In dettaglio, la novità dovrebbe prevedere qualora fosse autorizzata dalla UE, l'inversione contabile (o reverse charge) alle prestazioni di servizi effettuate tramite contratti di appalto, subappalto, affidamento a soggetti consorziati o rapporti negoziali caratterizzati da un prevalente utilizzo di manodopera e beni strumentali di proprietà del committente, rese nei confronti di imprese che svolgono attività di trasporto e movimentazione merci e servizi di logistica.
Attenzione al fatto che l’efficacia della suddetta disposizione è subordinata al rilascio, da parte del Consiglio dell’Unione europea, di una autorizzazione.
Vediamo i dettagli.
Reverse charge: arriva per gli appalti per movimentazione merci
Ricordiamo che il meccanismo dell'inversione contabile, o reverse charge, (quinto comma dell'articolo 17 del D.P.R. n. 633 del 1972), comporta che gli obblighi relativi all'applicazione dell'IVA debbano essere adempiuti dal soggetto passivo cessionario o committente, in luogo del cedente o del prestatore.
La novità di cui si tratta prevede che in attesa della piena operatività delle disposizioni di cui all’articolo 17, sesto comma, lettera a-quinquies), del D.P.R. n. 633 del 1972, come sostituito dal comma 57 sopra illustrato, per le prestazioni di servizi ivi previste, rese nei confronti di imprese che svolgono attività di trasporto e movimentazione merci e servizi di logistica, il prestatore e il committente possono optare affinché il pagamento dell’IVA sulle prestazioni rese venga effettuato dal committente in nome e per conto del prestatore, che è solidalmente responsabile dell’imposta dovuta.
In tali casi, la fattura è emessa ai sensi dell’articolo 21 del D.P.R. n. 633 del 1972 dal soggetto prestatore e l’imposta è versata dal soggetto committente ai sensi dell’articolo 17 del decreto legislativo n. 241 del 1997, senza possibilità di compensazione, entro il termine di cui all’articolo 18 del medesimo decreto, riferito al mese successivo alla data di emissione della fattura da parte del prestatore.
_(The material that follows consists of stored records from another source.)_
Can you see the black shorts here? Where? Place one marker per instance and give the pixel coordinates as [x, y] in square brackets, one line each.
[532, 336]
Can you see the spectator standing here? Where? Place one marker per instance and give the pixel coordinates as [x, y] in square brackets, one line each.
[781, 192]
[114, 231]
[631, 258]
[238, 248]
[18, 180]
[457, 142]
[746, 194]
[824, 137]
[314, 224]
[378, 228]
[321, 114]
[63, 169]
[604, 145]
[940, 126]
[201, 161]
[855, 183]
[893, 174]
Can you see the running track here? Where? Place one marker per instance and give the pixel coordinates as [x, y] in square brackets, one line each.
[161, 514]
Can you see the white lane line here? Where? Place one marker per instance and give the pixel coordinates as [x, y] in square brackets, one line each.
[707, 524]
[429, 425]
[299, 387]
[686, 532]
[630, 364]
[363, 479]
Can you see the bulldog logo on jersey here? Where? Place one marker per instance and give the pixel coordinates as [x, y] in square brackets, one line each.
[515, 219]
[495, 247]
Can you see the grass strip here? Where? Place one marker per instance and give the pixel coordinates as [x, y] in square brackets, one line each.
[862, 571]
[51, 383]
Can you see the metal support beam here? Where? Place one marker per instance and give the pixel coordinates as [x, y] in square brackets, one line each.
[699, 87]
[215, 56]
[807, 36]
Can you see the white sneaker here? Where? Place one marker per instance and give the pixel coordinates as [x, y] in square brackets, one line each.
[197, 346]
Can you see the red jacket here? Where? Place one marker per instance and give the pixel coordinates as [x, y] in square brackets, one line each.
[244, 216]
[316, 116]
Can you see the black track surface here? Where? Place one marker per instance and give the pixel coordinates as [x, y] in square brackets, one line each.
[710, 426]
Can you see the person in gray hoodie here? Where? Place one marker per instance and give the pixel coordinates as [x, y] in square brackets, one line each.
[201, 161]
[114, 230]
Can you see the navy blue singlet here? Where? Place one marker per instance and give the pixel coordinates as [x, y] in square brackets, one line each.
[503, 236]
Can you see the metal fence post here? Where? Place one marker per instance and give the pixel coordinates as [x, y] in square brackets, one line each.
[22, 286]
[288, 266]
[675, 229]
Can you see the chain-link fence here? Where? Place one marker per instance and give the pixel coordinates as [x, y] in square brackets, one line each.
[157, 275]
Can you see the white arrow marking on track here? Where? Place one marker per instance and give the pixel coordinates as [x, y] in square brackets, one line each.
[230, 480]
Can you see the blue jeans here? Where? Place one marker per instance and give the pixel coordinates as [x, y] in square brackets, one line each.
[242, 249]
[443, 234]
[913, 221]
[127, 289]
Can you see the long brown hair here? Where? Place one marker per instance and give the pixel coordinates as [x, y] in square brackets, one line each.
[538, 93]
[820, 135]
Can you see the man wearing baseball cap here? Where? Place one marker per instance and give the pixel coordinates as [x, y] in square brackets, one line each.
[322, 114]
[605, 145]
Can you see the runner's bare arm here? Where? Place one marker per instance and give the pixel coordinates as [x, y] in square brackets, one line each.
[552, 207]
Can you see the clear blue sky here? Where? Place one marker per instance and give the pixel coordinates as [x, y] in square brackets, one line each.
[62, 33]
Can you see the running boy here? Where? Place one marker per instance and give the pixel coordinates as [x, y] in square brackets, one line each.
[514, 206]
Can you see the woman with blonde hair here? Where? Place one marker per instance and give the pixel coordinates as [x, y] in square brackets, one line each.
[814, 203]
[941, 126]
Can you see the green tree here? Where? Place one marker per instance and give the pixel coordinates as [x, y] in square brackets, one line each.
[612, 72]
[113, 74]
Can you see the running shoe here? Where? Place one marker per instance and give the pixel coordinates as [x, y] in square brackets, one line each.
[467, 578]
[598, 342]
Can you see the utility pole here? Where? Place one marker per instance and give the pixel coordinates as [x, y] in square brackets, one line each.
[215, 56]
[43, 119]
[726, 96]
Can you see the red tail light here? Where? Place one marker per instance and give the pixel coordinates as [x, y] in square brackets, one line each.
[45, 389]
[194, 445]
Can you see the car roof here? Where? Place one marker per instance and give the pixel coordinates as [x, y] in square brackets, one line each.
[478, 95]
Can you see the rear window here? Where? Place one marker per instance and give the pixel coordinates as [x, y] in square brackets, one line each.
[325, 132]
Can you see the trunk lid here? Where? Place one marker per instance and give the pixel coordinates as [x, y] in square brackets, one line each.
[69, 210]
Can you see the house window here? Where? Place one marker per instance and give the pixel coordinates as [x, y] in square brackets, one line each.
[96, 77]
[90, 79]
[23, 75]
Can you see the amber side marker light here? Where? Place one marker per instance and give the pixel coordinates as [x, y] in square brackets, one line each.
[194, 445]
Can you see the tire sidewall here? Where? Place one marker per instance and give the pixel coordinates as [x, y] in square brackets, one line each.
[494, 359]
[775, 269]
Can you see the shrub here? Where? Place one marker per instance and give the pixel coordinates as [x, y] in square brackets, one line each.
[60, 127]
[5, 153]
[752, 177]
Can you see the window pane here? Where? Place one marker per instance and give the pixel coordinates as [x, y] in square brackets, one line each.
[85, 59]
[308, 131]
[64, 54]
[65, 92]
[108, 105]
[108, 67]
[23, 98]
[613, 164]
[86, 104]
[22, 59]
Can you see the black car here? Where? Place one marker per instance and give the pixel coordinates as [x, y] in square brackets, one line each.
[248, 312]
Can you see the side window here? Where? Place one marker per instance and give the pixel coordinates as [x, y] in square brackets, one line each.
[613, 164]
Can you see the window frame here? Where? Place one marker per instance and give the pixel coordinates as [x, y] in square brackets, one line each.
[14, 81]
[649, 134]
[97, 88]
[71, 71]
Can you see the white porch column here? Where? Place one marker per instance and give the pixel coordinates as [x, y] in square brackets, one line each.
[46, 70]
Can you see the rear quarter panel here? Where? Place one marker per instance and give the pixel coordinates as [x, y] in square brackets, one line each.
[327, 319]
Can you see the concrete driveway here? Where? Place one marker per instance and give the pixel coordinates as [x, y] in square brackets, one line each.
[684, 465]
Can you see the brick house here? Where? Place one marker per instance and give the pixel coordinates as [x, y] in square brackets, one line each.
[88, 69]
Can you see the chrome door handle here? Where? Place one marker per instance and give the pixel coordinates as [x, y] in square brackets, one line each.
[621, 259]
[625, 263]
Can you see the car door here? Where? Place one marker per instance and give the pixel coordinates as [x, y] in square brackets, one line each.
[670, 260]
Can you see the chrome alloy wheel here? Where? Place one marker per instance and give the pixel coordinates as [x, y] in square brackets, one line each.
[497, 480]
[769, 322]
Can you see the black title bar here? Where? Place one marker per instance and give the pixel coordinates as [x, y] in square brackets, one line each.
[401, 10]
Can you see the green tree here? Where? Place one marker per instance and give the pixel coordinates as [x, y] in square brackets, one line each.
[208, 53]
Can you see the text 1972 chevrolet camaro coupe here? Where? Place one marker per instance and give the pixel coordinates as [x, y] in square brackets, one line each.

Si prevede, inoltre, che nel caso in cui l’imposta risulti non dovuta, il diritto al rimborso spetta al soggetto committente a condizione che esso dimostri l’effettivo versamento dell’imposta.
Nei confronti del committente si rende applicabile la sanzione amministrativa compresa fra 250 euro e 10.000 euro, del cui pagamento è solidalmente tenuto il prestatore.
Si rinvia a un provvedimento del direttore dell’Agenzia delle entrate l’individuazione dei termini e delle modalità di attuazione di quanto sopra previsto.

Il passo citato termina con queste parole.